Fellow citizens being treated as landfill
By moving just a few miles 16 years ago, I restored my constitutional right to representation in Congress. I did nothing noble to have my full citizenship recognized. I didn’t cross any international border. I simply relocated across the invisible boundary defined by a street called Western Avenue, from the District of Columbia to Maryland.
In fact, if you drive along Western Avenue, you will discern no difference whatsoever between one side of the street and the other. But only those on the Maryland side get to vote for a member of the House of Representatives and two U. S. senators.
The United States is alone among the democracies in flatly denying basic political rights to the people who live in its capital city. Paris, London, Rome, Berlin, Madrid, Lisbon — I could go on — all play a vibrant role in the national politics of their respective nations, and are represented in full. Washington, D.C., is treated like a colony, a distant territory, a political inconvenience.
The absurdity of all this was noted at a hearing March 22 before the House Committee on Oversight and Reform by Wade Henderson, interim president and CEO of the Leadership Conference on Civil and Human Rights and a lifelong Washingtonian.
“D.C. residents should not have to abandon our homes and move elsewhere to secure the rights of citizens enjoyed by others,” Henderson declared.

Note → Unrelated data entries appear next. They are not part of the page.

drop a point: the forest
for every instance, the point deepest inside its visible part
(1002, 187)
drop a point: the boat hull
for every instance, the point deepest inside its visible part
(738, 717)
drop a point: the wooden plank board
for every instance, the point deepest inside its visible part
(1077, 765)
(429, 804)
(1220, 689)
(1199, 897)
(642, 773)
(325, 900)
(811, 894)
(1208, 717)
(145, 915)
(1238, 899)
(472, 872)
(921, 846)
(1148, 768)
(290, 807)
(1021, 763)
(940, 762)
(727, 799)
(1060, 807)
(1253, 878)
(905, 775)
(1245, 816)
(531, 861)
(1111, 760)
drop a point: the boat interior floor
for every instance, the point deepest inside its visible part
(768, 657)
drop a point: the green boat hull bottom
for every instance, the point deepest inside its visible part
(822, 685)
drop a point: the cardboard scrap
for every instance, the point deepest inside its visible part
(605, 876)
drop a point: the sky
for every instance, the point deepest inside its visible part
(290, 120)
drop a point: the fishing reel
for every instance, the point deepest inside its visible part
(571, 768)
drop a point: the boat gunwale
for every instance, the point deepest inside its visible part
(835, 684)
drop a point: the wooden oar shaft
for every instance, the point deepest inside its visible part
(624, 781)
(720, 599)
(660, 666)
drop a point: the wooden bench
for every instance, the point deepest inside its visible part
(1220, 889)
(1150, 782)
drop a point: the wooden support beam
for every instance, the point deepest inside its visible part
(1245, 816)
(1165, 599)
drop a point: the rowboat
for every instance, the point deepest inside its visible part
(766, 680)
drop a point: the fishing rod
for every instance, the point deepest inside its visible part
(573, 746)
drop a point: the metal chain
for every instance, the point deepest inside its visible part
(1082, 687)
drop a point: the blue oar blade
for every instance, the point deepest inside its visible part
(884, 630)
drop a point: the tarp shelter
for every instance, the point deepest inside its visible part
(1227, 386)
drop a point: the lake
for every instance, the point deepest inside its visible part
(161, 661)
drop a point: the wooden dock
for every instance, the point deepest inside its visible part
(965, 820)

If the good residents of, say, Idaho had to relocate to Montana to get representation in the House and Senate, they would no doubt find the situation equally intolerable. Yet opposition to ending this injustice by adding the District of Columbia as the 51st state drives some members of Congress to truly wondrous levels of nonsense.
“D.C.,” said Rep. Jody Hice, R-GA., “would be the only state, the only state, without an airport, without a car dealership, without a capital city, without a landfill.”
Wow! Just imagine the patriots of 1776 chanting: “No representation without car dealerships and a landfill!” Later, Rep. Ralph Norman, R-S.C., offered a friendly amendment to Hice’s comment, saying, “The only dealership there now is a Tesla dealership, which is I think a highend car.” That settles it, right?
Except that there are multiple car dealerships in D.C., as Rep. Gerald Connolly, D-VA., later pointed out in denouncing the “absurdity” of the arguments being mounted against giving Washington residents their full rights. Hice backed off that particular claim, but not his position. “If there’s a car dealership in D.C., I apologize for being wrong — I have no idea where it is,” he said. Thus the careful, well-reasoned basis for blocking full democracy for more than 700,000 people.
And if you think that is not a large enough population to entitle D.C. to two senators, then you would have to take senators away from both Wyoming and Vermont, which have smaller populations still.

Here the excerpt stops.